# Any 24 hour left luggage place in Dublin, apart from airport?



## Bluebean

hi all,

Is there any 24 hour left luggage service in Dublin city?

heading to Bruce tomorrow night, can anyone tell me where is the nearest spot if I wanted to leave some luggage during the concert?

Thanks


----------



## gipimann

There's an internet café on Talbot St (close to the Gardiner St junction) which advertises left luggage facilities and is open 24/7.  Not exactly beside the Bruce gig, but might be of use depending on where you're coming from?


----------



## Jack The Lad

Connolly Station have an automated locker system just on the left when you pass through the main platform exit/ticket checker, beside entrance to the toilets.

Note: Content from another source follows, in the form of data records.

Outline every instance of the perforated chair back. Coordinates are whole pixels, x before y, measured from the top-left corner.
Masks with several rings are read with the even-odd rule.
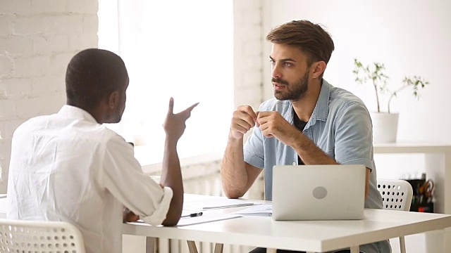
[[[404,180],[378,179],[378,190],[382,195],[383,209],[409,211],[413,190]]]
[[[0,219],[1,252],[85,253],[81,233],[62,221]]]

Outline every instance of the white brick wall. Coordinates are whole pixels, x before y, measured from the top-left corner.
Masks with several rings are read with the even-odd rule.
[[[257,110],[263,102],[261,11],[260,0],[233,2],[235,107],[245,104]]]
[[[0,0],[0,193],[6,191],[11,142],[27,119],[66,102],[70,58],[97,47],[97,0]]]

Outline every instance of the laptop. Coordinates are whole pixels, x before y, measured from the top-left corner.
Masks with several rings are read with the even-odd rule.
[[[362,219],[364,165],[276,165],[276,221]]]

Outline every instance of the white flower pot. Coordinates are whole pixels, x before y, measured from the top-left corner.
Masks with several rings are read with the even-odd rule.
[[[371,116],[373,121],[373,143],[395,143],[399,114],[373,112]]]

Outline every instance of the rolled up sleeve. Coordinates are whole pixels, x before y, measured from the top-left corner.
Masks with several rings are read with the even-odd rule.
[[[151,215],[144,216],[145,214],[143,214],[140,216],[144,222],[154,226],[160,225],[166,219],[166,214],[169,210],[169,205],[171,200],[172,200],[173,191],[169,187],[165,187],[163,190],[164,194],[156,209]]]
[[[144,222],[160,225],[169,209],[172,189],[161,188],[143,173],[132,147],[119,136],[107,143],[104,159],[102,182],[106,189]]]
[[[374,169],[371,121],[364,106],[353,103],[345,108],[339,115],[335,132],[337,162]]]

That's a bit away from the RDS, but would be handy if you're passing through. They take small hand luggage or large suitcases. There's usualy a couple available. I've used them a few times and they're handy.

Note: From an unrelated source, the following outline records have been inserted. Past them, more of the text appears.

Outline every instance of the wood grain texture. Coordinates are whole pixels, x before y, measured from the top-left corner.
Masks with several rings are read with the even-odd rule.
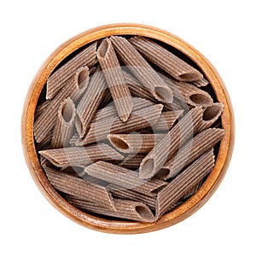
[[[50,185],[36,153],[33,139],[35,109],[48,77],[66,56],[79,48],[99,38],[113,35],[140,35],[158,39],[174,47],[199,67],[204,77],[212,85],[218,102],[223,102],[224,105],[221,121],[225,134],[220,143],[214,169],[195,195],[154,223],[108,220],[78,210],[63,199]],[[183,220],[197,211],[212,195],[227,171],[233,151],[234,137],[232,105],[225,85],[214,67],[199,51],[177,37],[166,31],[140,24],[113,24],[96,27],[79,34],[61,44],[45,61],[32,82],[25,101],[21,123],[22,145],[27,166],[38,189],[48,201],[64,215],[83,226],[115,234],[145,233],[164,229]]]

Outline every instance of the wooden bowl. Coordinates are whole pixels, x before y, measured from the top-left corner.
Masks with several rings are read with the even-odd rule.
[[[214,90],[218,102],[224,104],[221,117],[225,131],[221,141],[213,171],[202,187],[183,204],[162,216],[154,223],[108,220],[84,213],[64,200],[49,183],[38,159],[33,121],[37,102],[47,78],[68,55],[94,40],[112,35],[140,35],[162,41],[184,54],[202,71]],[[73,221],[96,230],[108,233],[135,234],[149,232],[173,225],[197,211],[214,193],[221,183],[230,163],[234,144],[233,110],[227,90],[216,69],[200,52],[177,37],[160,29],[137,24],[113,24],[88,30],[68,40],[55,49],[35,76],[26,98],[22,124],[22,145],[26,164],[39,189],[48,201]]]

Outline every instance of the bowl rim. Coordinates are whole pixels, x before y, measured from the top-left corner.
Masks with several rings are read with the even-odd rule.
[[[224,105],[221,120],[225,134],[220,143],[214,169],[194,195],[154,223],[108,220],[75,208],[50,185],[40,166],[35,148],[34,113],[41,90],[47,78],[55,67],[72,52],[92,41],[112,35],[140,35],[162,41],[176,48],[201,69],[212,84],[218,101]],[[211,62],[194,47],[173,34],[151,26],[118,23],[97,26],[79,33],[59,46],[48,57],[34,77],[26,96],[21,119],[21,139],[26,165],[34,182],[46,199],[61,212],[76,223],[98,231],[115,234],[145,233],[166,228],[187,218],[213,195],[224,178],[230,161],[235,139],[234,114],[231,102],[222,79]]]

You'd have to check if you can access them 24/7 though, I'm not sure.


----------



## ClubMan

_Busáras_?


----------



## efm

Would the Herbert Park Hotel do it if you asked nicely?


----------



## Bluebean

I don't think that Busaras is 24 hour unfortunately.

I did think about asking one of the hotels alright, but doubt I'd get very far if I wasn't staying there..

Will check out both Connolly and the Talbot St. option.

thanks everyone!


----------